A sense of engagement in the community is also vital, and while employment contributes to engagement, another component involves the sharing of experiences. “The process of communicating a personal war experience to a formal or public audience serves a critical role in the readjustment of the veteran,” wrote anthropologist Don Gomez, a two-tour Iraq War veteran, in 2011 at Small Wars Journal, a site founded by former Marines. This is an area where blogs and non-profits—like Small Wars Journal—have been particularly effective. (Gomez himself believes that he has benefited from being able to “share my war experience through public writing.”) Another non-profit outfit, The Mission Continues, engages veterans in projects that “bridge the military-civilian divide, allowing veterans to feel more connected to their communities and helping civilians gain a better understanding of and appreciation for our men and women in uniform.”

Though the post-9/11 narrative of re-engagement is more optimistic than its Vietnam counterpart, there’s no doubt that the “after war,” as journalist David Finkel has called it, can go terribly wrong for a small minority, as the reports of suicide in veterans attest. The question is how to interpret the numbers: Who is committing suicide, and for what reasons?

The Department of Veterans’ Affairs puts the numbers of veterans who die by suicide at between 18-22 per day. While the percentage of all suicides nationwide reported as “veteran” has decreased since 2000, the absolute number of suicides by veterans has increased. Yet over half of the veterans who died by suicide last year were over 50 years of age; far fewer were from the post-9/11 cohort.

Contrary to expectation, the roots of suicide do not appear to lie in the number or extent of deployments, exposure to combat, or to PTSD itself, as data from the massive US Millennium Cohort Study indicate.

In fact, according to a study featured in The Journal of the American Medical Association in 2013, over half of all active duty personnel who died by suicide between July 2001 and December 2008 were never deployed to Iraq and Afghanistan, and 77 percent of all personnel who died by suicide never saw combat. Instead, the data point to other risk factors, such as mood disorders and alcohol problems. Further factors surely play a role in suicide as well: Financial pressure—exacerbated by recent economic disruption—marital discord, and social isolation, often mixed with alcohol, can be lethal.

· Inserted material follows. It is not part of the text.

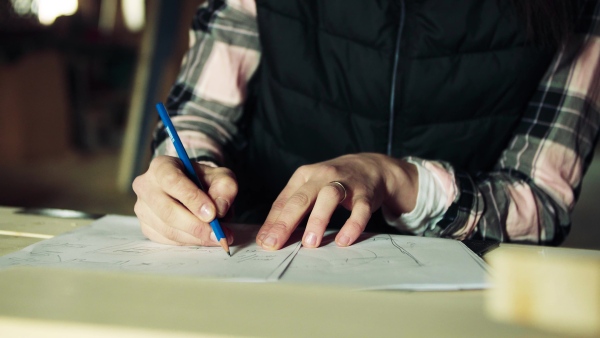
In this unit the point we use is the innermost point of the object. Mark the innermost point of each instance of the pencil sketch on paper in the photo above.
(384, 261)
(375, 261)
(116, 243)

War veterans have always faced readjustment problems. The newer generation of veterans does not speak as one, of course, but there are eloquent commonalities in their stories. They don’t downplay the devastation and moral ambiguities of their experience as they seek to connect through writing, teaching, and work. Instead of being told “you couldn’t understand, you weren’t there,” a time-honored way of keeping others at a distance, we’re more apt to hear from people like Gade, Eisler, and Gomez, “let us tell you.” The telling, it turns out, is important.